[llvm-dev] How can I get the opcode length of an IR instruction in LLVM?

Mon Feb 27 07:55:10 PST 2017

On 27 February 2017 at 07:24, Mohsen Ahmadvand via llvm-dev <llvm->
> Is this in general possible?

Definitely not. Just about every pathology you can imagine could happen:

  * Multiple IR instructions can be combined into a single target
instruction (without any information tracking which instructions it
came from).
  * A single IR instruction can produce multiple target instructions.
  * Some target instructions don't correspond to any IR instruction
(ABI handling, register spills to the stack).
  * Some IR instructions produce no target instructions (unreachable
for example). This might be the easiest to handle.

> How to hack the backend to dump the required informations? Is there a
> generic way to do so, or do I need to hack all backends?

The size is only really known at the very end of the compilation
pipeline (low-level optimizations like compressing branches can affect
the size and happen last). The functions where it happens are
MCObjectStreamer::EmitInstruction and friends.

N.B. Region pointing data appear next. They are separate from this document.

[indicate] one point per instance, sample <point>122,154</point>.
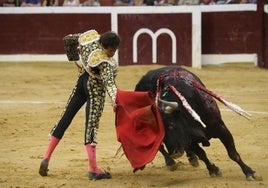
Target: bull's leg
<point>192,158</point>
<point>170,162</point>
<point>212,168</point>
<point>227,139</point>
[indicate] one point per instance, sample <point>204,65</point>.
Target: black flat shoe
<point>43,167</point>
<point>95,176</point>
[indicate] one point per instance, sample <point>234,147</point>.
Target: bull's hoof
<point>173,167</point>
<point>193,161</point>
<point>254,177</point>
<point>216,174</point>
<point>214,171</point>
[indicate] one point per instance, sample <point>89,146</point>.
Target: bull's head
<point>166,106</point>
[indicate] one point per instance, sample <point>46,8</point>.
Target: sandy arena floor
<point>33,95</point>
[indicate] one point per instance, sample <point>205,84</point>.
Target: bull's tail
<point>230,105</point>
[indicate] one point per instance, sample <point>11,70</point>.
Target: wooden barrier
<point>182,35</point>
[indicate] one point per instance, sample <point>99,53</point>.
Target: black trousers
<point>76,100</point>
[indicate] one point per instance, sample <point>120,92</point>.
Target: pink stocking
<point>92,164</point>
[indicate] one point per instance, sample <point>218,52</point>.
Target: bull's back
<point>149,81</point>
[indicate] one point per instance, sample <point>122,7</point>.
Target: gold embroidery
<point>88,37</point>
<point>97,57</point>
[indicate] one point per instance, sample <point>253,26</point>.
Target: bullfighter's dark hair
<point>109,39</point>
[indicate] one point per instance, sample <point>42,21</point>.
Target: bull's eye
<point>171,126</point>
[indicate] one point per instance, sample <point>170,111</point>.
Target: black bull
<point>183,132</point>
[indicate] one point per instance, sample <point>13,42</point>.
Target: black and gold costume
<point>97,78</point>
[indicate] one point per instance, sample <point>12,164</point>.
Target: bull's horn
<point>168,103</point>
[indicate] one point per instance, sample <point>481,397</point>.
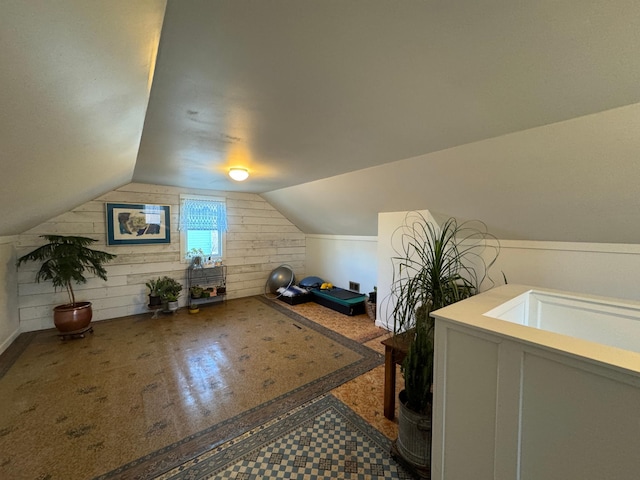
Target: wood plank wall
<point>258,240</point>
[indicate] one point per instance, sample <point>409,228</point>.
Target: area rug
<point>142,395</point>
<point>319,440</point>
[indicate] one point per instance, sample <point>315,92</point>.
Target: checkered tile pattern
<point>330,442</point>
<point>327,448</point>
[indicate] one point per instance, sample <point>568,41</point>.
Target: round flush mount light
<point>239,174</point>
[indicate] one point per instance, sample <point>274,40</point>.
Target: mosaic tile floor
<point>320,440</point>
<point>363,394</point>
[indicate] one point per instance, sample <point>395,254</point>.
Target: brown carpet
<point>142,395</point>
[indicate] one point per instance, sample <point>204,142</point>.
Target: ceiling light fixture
<point>239,174</point>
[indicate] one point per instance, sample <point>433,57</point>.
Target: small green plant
<point>168,288</point>
<point>196,291</point>
<point>152,285</point>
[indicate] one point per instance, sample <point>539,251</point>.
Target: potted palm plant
<point>65,259</point>
<point>434,267</point>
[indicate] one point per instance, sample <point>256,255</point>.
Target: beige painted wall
<point>9,324</point>
<point>258,240</point>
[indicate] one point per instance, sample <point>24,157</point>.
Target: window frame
<point>183,233</point>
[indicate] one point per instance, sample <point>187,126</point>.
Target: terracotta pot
<point>72,317</point>
<point>155,300</point>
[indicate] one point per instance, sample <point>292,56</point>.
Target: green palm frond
<point>434,267</point>
<point>66,260</point>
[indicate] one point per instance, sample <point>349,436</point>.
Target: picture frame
<point>138,224</point>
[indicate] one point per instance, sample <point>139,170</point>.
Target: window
<point>203,221</point>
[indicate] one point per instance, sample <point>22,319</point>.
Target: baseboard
<point>7,343</point>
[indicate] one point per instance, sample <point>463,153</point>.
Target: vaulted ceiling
<point>525,115</point>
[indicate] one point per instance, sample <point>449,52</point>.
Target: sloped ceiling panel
<point>75,79</point>
<point>575,181</point>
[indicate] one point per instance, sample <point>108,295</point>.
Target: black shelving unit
<point>207,277</point>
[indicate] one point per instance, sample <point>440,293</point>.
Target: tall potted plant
<point>434,267</point>
<point>65,259</point>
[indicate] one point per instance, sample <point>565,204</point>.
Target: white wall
<point>9,324</point>
<point>611,270</point>
<point>340,259</point>
<point>600,269</point>
<point>258,240</point>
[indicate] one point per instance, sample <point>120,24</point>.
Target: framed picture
<point>129,224</point>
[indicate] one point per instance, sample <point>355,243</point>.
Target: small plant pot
<point>172,306</point>
<point>155,300</point>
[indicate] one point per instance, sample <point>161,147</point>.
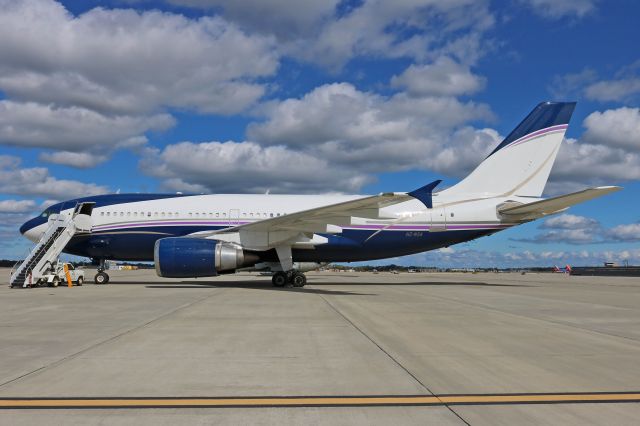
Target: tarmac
<point>349,348</point>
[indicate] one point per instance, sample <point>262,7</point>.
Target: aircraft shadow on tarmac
<point>268,286</point>
<point>252,285</point>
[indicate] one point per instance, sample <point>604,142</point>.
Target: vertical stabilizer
<point>521,164</point>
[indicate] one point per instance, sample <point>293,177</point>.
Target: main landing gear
<point>289,279</point>
<point>101,277</point>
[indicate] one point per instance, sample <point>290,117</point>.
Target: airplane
<point>565,270</point>
<point>190,235</point>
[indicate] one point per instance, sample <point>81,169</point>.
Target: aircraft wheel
<point>298,279</point>
<point>279,279</point>
<point>101,278</point>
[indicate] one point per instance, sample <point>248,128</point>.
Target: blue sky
<point>316,97</point>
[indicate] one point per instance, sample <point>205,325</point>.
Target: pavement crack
<point>392,358</point>
<point>110,339</point>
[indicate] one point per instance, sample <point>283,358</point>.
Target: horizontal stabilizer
<point>425,193</point>
<point>556,204</point>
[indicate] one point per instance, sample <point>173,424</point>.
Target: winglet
<point>424,194</point>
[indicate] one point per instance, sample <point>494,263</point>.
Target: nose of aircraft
<point>33,228</point>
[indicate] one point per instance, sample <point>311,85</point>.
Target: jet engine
<point>184,257</point>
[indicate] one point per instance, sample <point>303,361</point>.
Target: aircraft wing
<point>313,219</point>
<point>556,204</point>
<point>320,219</point>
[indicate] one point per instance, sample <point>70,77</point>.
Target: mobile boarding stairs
<point>44,256</point>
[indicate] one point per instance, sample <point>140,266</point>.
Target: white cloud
<point>228,167</point>
<point>80,160</point>
<point>469,258</point>
<point>613,90</point>
<point>560,8</point>
<point>567,236</point>
<point>567,85</point>
<point>31,124</point>
<point>379,28</point>
<point>17,206</point>
<point>629,232</point>
<point>373,133</point>
<point>38,182</point>
<point>123,62</point>
<point>573,229</point>
<point>444,77</point>
<point>569,221</point>
<point>615,127</point>
<point>285,18</point>
<point>97,82</point>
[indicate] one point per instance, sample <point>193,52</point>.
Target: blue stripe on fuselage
<point>136,244</point>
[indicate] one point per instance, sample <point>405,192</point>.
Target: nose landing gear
<point>101,277</point>
<point>289,279</point>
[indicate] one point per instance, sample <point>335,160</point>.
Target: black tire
<point>298,279</point>
<point>279,279</point>
<point>101,278</point>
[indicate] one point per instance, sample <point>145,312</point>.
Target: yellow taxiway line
<point>319,401</point>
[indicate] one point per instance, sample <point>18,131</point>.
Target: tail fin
<point>521,164</point>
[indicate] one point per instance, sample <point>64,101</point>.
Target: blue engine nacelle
<point>183,257</point>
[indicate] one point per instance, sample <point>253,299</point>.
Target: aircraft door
<point>234,217</point>
<point>438,219</point>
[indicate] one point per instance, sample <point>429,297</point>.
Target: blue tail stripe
<point>545,115</point>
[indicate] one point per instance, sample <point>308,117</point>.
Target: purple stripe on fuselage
<point>370,227</point>
<point>165,223</point>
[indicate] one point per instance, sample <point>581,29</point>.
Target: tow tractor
<point>58,274</point>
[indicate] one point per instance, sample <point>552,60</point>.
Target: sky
<point>306,96</point>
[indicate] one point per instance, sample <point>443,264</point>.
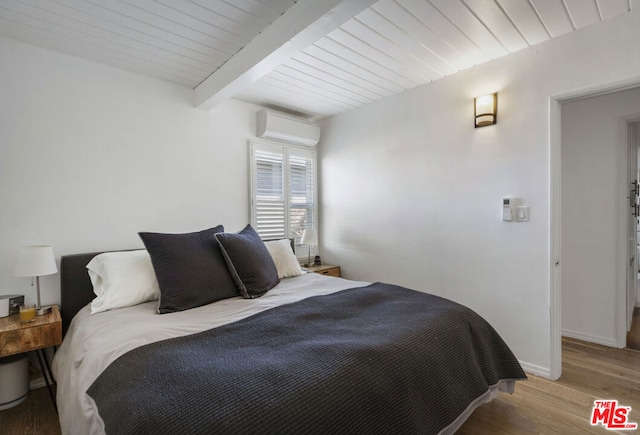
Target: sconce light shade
<point>485,110</point>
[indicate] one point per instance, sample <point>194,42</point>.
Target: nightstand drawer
<point>16,337</point>
<point>325,270</point>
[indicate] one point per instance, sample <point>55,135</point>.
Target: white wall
<point>90,155</point>
<point>594,164</point>
<point>411,192</point>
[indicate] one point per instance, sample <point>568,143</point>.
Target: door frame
<point>555,218</point>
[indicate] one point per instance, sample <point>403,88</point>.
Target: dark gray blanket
<point>376,359</point>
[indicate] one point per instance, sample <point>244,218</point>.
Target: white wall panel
<point>411,192</point>
<point>91,155</point>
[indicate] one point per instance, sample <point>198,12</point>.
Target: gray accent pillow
<point>249,262</point>
<point>190,269</point>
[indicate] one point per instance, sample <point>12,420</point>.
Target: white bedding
<point>95,341</point>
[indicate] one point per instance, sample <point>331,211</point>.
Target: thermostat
<point>507,204</point>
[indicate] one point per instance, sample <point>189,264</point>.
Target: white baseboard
<point>590,338</point>
<point>537,370</point>
<point>37,383</point>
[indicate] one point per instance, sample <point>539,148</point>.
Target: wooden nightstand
<point>45,331</point>
<point>324,269</point>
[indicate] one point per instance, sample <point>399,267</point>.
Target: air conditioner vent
<point>279,126</point>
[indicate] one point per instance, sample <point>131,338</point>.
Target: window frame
<point>287,150</point>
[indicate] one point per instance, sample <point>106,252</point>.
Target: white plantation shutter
<point>283,186</point>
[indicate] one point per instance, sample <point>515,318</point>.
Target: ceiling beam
<point>300,26</point>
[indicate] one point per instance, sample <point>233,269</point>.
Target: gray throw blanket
<point>370,360</point>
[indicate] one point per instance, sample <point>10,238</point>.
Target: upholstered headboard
<point>76,290</point>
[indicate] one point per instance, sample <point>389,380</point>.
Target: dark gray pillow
<point>190,268</point>
<point>249,262</point>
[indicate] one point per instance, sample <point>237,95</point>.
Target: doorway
<point>591,218</point>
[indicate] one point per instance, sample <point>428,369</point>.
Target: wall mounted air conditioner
<point>278,126</point>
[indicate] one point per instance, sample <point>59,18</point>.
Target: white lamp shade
<point>36,261</point>
<point>309,237</point>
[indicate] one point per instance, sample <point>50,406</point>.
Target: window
<point>283,190</point>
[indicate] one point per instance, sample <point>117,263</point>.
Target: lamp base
<point>43,310</point>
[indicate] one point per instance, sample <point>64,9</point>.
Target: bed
<point>312,354</point>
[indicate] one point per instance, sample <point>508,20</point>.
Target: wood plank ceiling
<point>380,49</point>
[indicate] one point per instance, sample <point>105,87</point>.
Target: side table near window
<point>324,269</point>
<point>18,338</point>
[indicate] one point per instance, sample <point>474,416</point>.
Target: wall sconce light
<point>485,110</point>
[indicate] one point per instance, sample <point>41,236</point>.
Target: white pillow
<point>121,279</point>
<point>286,262</point>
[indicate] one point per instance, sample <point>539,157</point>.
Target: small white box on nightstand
<point>10,304</point>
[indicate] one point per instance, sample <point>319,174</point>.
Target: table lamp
<point>36,261</point>
<point>310,238</point>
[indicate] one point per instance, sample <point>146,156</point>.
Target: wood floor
<point>538,406</point>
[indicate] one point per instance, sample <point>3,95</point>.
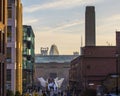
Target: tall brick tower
<point>90,26</point>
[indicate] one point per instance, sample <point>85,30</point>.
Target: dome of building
<point>54,50</point>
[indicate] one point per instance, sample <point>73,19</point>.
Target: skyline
<point>62,22</point>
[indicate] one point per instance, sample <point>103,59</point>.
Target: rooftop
<point>54,58</point>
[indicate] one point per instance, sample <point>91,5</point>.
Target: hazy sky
<point>62,22</point>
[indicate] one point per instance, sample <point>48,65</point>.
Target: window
<point>8,75</point>
<point>9,12</point>
<point>9,33</point>
<point>9,54</point>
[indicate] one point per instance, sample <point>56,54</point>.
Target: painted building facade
<point>28,56</point>
<point>3,32</point>
<point>14,46</point>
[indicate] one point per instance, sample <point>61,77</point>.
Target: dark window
<point>9,12</point>
<point>9,54</point>
<point>9,33</point>
<point>8,75</point>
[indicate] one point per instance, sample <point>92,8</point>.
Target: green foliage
<point>17,93</point>
<point>89,92</point>
<point>9,93</point>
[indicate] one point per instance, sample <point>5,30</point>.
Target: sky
<point>62,22</point>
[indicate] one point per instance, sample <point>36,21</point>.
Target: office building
<point>28,56</point>
<point>90,26</point>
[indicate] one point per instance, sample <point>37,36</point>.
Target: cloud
<point>30,21</point>
<point>60,28</point>
<point>59,4</point>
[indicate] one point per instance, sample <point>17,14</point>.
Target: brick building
<point>52,66</point>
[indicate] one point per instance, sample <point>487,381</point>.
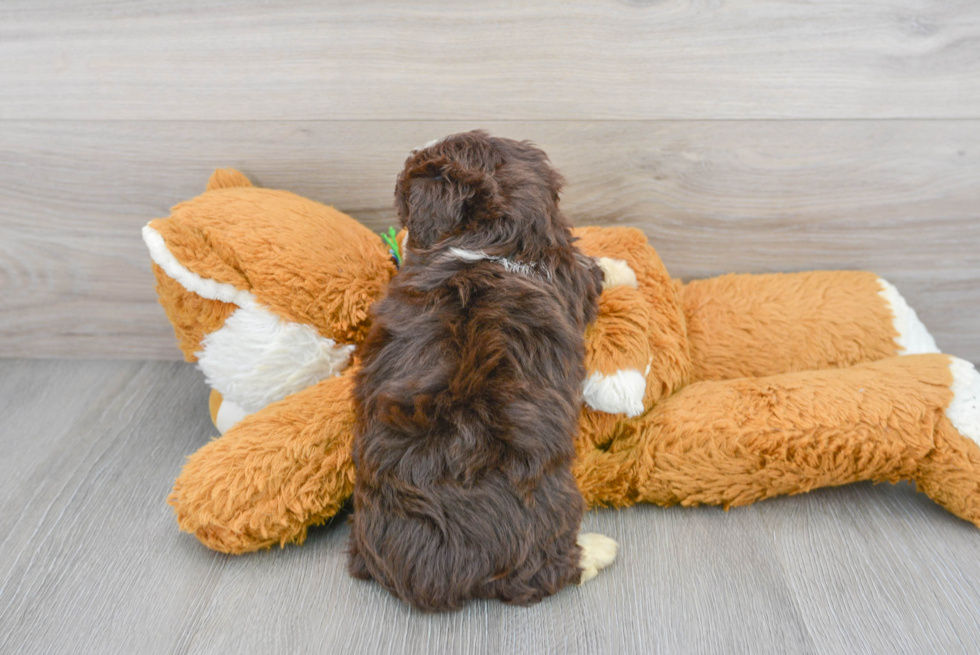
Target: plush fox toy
<point>721,391</point>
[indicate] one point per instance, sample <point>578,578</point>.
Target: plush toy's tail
<point>227,178</point>
<point>734,442</point>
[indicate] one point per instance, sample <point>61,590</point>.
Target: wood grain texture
<point>93,561</point>
<point>391,60</point>
<point>897,197</point>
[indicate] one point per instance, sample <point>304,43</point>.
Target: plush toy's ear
<point>437,196</point>
<point>227,178</point>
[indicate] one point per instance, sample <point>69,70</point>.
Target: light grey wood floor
<point>93,562</point>
<point>739,135</point>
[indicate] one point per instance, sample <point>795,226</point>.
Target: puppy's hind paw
<point>598,552</point>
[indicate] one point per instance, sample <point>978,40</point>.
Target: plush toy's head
<point>269,292</point>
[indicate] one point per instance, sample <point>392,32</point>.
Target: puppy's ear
<point>438,197</point>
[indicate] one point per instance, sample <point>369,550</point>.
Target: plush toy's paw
<point>618,393</point>
<point>913,337</point>
<point>598,552</point>
<point>273,474</point>
<point>964,410</point>
<point>616,272</point>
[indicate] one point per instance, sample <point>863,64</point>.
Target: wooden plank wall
<point>739,135</point>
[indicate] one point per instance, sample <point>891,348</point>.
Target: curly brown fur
<point>469,389</point>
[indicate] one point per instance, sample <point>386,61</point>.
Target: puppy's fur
<point>469,390</point>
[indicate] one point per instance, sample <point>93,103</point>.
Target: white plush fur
<point>228,415</point>
<point>616,272</point>
<point>210,289</point>
<point>257,358</point>
<point>964,410</point>
<point>598,552</point>
<point>619,393</point>
<point>913,337</point>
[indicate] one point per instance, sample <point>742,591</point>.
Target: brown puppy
<point>470,387</point>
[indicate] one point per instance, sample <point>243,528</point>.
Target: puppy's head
<point>480,191</point>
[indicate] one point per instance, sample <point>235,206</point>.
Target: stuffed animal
<point>722,391</point>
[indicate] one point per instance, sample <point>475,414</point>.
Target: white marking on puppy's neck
<point>511,266</point>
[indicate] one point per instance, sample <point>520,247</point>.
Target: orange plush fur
<point>751,386</point>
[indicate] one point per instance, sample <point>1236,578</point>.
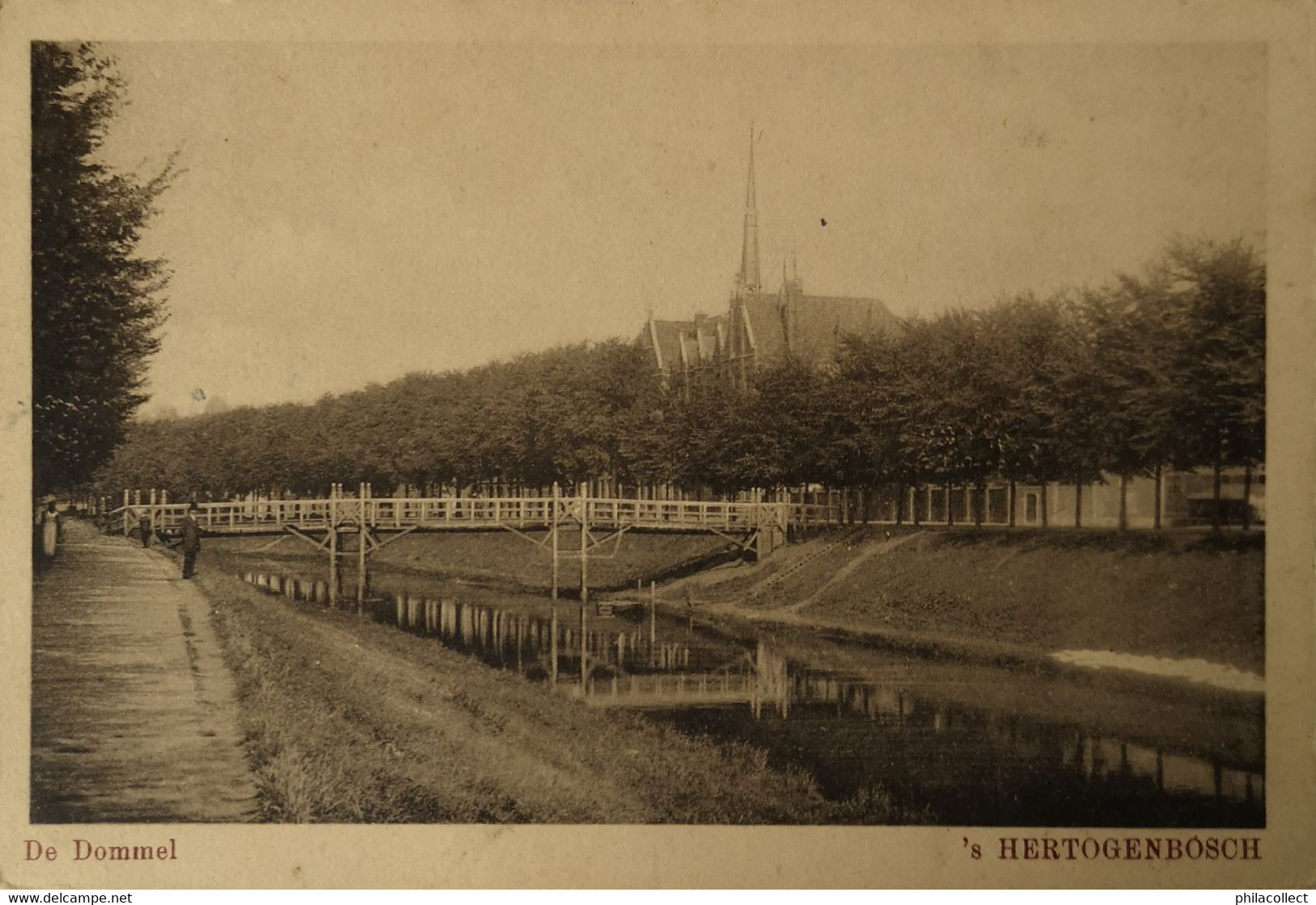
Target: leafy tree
<point>95,303</point>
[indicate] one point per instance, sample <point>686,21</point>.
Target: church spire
<point>749,278</point>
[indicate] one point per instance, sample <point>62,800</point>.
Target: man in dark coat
<point>191,540</point>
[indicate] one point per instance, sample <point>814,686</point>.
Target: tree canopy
<point>95,302</point>
<point>1158,369</point>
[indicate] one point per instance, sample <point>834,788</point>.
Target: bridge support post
<point>553,621</point>
<point>333,545</point>
<point>585,587</point>
<point>361,551</point>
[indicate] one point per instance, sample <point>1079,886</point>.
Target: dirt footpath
<point>133,715</point>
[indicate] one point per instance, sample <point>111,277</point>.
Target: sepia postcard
<point>684,444</point>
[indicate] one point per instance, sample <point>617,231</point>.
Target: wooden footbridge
<point>368,522</point>
<point>754,526</point>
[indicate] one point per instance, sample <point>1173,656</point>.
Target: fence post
<point>553,622</point>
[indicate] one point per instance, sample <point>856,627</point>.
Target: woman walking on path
<point>191,542</point>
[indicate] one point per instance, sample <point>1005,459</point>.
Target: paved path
<point>133,715</point>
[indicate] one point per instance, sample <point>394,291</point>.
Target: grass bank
<point>1173,595</point>
<point>500,559</point>
<point>351,721</point>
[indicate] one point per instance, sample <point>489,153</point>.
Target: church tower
<point>747,280</point>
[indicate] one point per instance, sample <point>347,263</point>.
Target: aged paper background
<point>674,856</point>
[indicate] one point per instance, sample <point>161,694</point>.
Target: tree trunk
<point>1124,502</point>
<point>1156,503</point>
<point>1215,497</point>
<point>1246,497</point>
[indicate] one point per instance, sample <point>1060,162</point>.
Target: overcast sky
<point>353,212</point>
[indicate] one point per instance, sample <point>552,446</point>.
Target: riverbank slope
<point>1172,595</point>
<point>353,721</point>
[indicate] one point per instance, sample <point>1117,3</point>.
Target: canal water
<point>947,742</point>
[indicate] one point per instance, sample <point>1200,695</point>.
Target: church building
<point>760,326</point>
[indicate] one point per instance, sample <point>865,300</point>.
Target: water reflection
<point>916,732</point>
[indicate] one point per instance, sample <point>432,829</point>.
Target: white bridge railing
<point>458,513</point>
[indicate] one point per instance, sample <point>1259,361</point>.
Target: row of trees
<point>96,305</point>
<point>1162,369</point>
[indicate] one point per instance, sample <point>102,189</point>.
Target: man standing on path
<point>191,540</point>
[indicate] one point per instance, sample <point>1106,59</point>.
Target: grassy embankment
<point>505,560</point>
<point>1175,595</point>
<point>351,721</point>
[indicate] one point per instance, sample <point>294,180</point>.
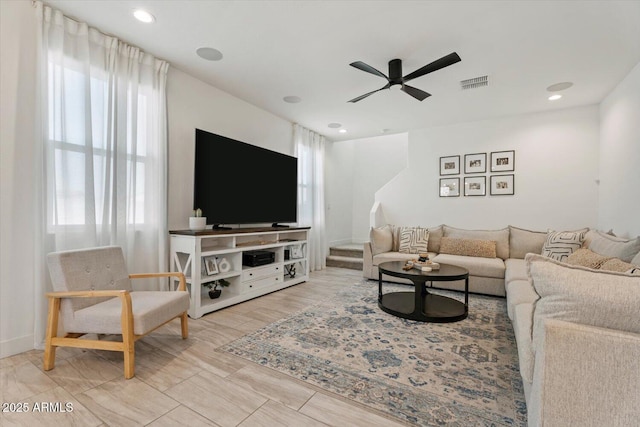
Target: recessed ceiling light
<point>559,86</point>
<point>143,16</point>
<point>209,53</point>
<point>292,99</point>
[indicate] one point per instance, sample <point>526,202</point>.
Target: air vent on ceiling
<point>475,82</point>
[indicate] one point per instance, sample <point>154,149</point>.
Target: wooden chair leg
<point>52,331</point>
<point>184,325</point>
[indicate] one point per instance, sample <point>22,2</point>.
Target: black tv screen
<point>240,183</point>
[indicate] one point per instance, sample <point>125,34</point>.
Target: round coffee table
<point>421,305</point>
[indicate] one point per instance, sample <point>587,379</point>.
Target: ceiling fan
<point>395,75</point>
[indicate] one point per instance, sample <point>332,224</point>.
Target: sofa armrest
<point>585,375</point>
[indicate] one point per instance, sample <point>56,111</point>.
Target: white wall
<point>619,206</point>
<point>17,207</point>
<point>193,104</point>
<point>556,164</point>
<point>356,169</point>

So bearing in mind that you'll only ever get an approximation, you
could attach debug-info to the IR pointing back at itself (i.e. debug
info for LLVM IR instead of a higher-level language). You could hack a
check for that during emission and count the bytes that came from any
particular line/inst.

There used to be a pass to add this kind of debug info to IR, but it
bit-rotted and got removed a while back. Should still be in the git
history somewhere though.

Cheers.

Tim.